Le secteur de la santé connaît également son lot de projets débloqués et les annonces y afférentes ne sont pas sans impact sur une population qui rencontre régulièrement des difficultés en matière de prise en charge sanitaire. Mais il n’est pas sûr que le dispositif du dégel des grands projets d’infrastructures comme les CHU, notamment dans des régions qui en sont déjà dotées, soit la solution prioritaire et exclusive au retard enregistré dans la mise à niveau de ce secteur vital. 

Si le déficit infrastructurel est indéniable, les défaillances dans le fonctionnement des centres hospitaliers existants sont également notoires. Un wali qui s’est rendu, il y a quelques semaines, dans un hôpital public, s’est retrouvé devant un service de radiologie fermé à clé, avant d’apprendre que le scanner était déclaré en panne. Cette situation peut être dupliquée des dizaines de fois à travers les secteurs sanitaires dans le pays. Les coups de colère épisodiques des autorités locales n’y peuvent rien, le mal a, d’une certaine manière, métastasé dans de nombreux services de santé. 

Le suivi des dialysés se fait en grande partie dans des cliniques privées où, à l’opposé des structures publiques, les appareils de radiologie sont opérationnels et en constant renouvellement.

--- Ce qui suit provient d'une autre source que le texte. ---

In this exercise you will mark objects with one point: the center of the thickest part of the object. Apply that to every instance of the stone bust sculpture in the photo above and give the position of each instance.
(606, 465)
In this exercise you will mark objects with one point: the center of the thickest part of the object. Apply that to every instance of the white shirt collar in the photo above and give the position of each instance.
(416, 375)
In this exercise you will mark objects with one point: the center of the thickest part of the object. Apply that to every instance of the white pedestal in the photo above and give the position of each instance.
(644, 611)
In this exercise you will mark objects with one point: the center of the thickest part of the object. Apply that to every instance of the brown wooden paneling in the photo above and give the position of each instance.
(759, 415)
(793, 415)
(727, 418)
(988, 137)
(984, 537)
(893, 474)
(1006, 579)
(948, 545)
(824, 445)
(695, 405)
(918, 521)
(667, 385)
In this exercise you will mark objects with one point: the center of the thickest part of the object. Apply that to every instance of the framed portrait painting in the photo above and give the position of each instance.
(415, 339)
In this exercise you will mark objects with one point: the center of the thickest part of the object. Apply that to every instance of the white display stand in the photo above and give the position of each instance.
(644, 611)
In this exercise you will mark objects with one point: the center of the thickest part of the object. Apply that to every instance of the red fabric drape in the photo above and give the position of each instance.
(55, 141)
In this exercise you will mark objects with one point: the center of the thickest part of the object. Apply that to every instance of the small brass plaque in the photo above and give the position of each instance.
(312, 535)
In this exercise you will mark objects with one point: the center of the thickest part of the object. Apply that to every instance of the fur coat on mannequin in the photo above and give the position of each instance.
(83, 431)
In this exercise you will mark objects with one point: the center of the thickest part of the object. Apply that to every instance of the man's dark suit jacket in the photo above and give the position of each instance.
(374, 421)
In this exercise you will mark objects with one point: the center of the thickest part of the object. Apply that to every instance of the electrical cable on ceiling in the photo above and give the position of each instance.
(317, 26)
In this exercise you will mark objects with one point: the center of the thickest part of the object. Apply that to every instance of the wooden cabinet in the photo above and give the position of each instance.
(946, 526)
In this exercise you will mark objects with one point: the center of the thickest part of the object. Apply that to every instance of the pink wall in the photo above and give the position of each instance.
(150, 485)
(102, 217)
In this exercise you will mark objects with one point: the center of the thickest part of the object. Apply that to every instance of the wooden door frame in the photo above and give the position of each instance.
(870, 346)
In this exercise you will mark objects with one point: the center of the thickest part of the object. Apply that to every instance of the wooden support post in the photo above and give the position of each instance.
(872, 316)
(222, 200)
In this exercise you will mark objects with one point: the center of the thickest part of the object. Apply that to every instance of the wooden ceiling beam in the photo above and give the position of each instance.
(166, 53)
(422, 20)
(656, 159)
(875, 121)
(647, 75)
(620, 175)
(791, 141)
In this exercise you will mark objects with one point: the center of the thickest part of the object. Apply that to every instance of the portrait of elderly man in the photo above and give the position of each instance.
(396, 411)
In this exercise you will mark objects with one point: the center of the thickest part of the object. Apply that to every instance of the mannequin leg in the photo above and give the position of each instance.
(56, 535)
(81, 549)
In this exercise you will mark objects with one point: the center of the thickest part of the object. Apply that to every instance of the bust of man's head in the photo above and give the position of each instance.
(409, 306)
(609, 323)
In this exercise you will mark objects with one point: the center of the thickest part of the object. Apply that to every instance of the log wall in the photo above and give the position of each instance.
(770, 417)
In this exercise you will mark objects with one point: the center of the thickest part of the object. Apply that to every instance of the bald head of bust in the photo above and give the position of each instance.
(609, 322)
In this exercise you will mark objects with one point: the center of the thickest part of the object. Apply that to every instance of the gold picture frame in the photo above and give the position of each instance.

L’équation du système de santé est à plusieurs inconnues et le problème n’est toujours pas posé en termes clairs. Les équipements sont acquis au prix fort et les médecins sont formés en nombre, mais l’état des services de soins reste stationnaire. 

La solution n’est, bien entendu, pas de lancer en réalisation de nouvelles infrastructures en reproduisant les mêmes lacunes et dysfonctionnements.